Of 5692 studies identified by our systematic search, 13 met inclusion criteria. These studies investigated medication sleeves with phone calls (branded as '99DOTS'; N=4), digital pillboxes N=5), ingestible sensors (N=2), artificial intelligence-based video-observed therapy (N=1) and multifunctional mobile applications (N=1). All but one involved persons with TB disease. For medication sleeves with phone calls, compared with urine testing, reported sensitivity and specificity were 70%-94% and 0%-61%, respectively. For digital pillboxes, compared with pill counts, reported sensitivity and specificity were 25%-99% and 69%-100%, respectively. For ingestible sensors, the sensitivity of dose detection was ≥95% compared with direct observation. Participant selection was the most frequent potential source of bias.

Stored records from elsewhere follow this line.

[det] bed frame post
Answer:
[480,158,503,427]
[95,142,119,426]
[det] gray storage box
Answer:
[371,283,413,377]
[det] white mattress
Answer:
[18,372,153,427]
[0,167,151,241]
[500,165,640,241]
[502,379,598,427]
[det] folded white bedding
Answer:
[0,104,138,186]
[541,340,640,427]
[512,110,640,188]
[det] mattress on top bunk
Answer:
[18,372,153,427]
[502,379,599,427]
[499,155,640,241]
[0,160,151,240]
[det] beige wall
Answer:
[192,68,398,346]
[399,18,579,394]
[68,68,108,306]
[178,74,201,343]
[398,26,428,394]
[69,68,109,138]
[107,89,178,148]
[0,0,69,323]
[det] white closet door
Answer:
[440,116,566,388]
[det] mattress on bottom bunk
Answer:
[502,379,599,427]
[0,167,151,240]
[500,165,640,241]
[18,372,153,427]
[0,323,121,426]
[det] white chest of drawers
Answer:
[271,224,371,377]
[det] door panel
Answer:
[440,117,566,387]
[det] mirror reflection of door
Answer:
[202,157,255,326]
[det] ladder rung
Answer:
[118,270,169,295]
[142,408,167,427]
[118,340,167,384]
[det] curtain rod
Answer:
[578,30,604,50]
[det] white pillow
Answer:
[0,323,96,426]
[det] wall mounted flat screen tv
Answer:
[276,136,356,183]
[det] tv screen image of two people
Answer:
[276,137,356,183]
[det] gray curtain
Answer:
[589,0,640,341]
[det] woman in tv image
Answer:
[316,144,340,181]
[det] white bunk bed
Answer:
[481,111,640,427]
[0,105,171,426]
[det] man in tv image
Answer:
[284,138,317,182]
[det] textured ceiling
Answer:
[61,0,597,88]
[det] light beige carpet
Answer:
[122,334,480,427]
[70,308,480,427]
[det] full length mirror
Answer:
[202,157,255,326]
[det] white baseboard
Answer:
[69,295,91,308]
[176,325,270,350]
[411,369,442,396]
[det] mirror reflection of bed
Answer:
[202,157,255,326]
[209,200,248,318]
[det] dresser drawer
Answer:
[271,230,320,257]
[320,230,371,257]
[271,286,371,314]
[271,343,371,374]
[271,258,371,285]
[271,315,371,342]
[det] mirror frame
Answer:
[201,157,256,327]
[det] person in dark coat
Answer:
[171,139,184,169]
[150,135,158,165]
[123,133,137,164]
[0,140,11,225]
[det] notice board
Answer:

The limited number of studies available suggests suboptimal and variable performance of DATs for dose monitoring, with significant evidence gaps, notably in real-world programmatic settings. Future research should aim to improve understanding of the relationships of specific technologies, settings and user engagement with DAT performance and should measure and report performance in a more standardised manner.
数字依从技术(DATs),如基于电话的技术和数字药盒,可以提供更以患者为中心的方法来支持结核病(TB)治疗。然而,它们在衡量药物依从性方面的性能存在不同的估计。
我们进行了系统评价(PROSPERO-CRD42022313526),该评价从 2000 年 1 月至 2023 年 4 月在五个数据库中确定了相关的已发表文献和预印本。纳入了报告关于 DAT 测量 TB 药物依从性对参考标准的性能的定量数据的研究,至少有 20 名参与者。提取了研究特征和性能结果(例如,敏感性、特异性和预测值)。敏感性是 DAT 正确分类为参考标准中被认为是依从者的比例,在参考标准中被认为是依从者的人中。特异性是 DAT 正确分类为参考标准中被认为是非依从者的比例,在参考标准中被认为是非依从者的人中。
通过我们的系统搜索,确定了 5692 项研究,其中 13 项符合纳入标准。这些研究调查了带有电话的药物袖套(品牌为“99DOTS”;N=4)、数字药盒(N=5)、可摄入传感器(N=2)、基于人工智能的视频观察治疗(N=1)和多功能移动应用程序(N=1)。除了一项研究外,所有研究都涉及结核病患者。对于带有电话的药物袖套,与尿液检测相比,报告的敏感性和特异性分别为 70%-94%和 0%-61%。对于数字药盒,与药丸计数相比,报告的敏感性和特异性分别为 25%-99%和 69%-100%。对于可摄入传感器,剂量检测的灵敏度≥95%与直接观察相比。参与者选择是最常见的潜在偏倚来源。
现有研究数量有限,表明 DATs 对剂量监测的性能不理想且存在差异,特别是在实际方案环境中,证据差距明显。未来的研究应旨在更好地了解特定技术、设置和用户参与与 DAT 性能的关系,并以更标准化的方式测量和报告性能。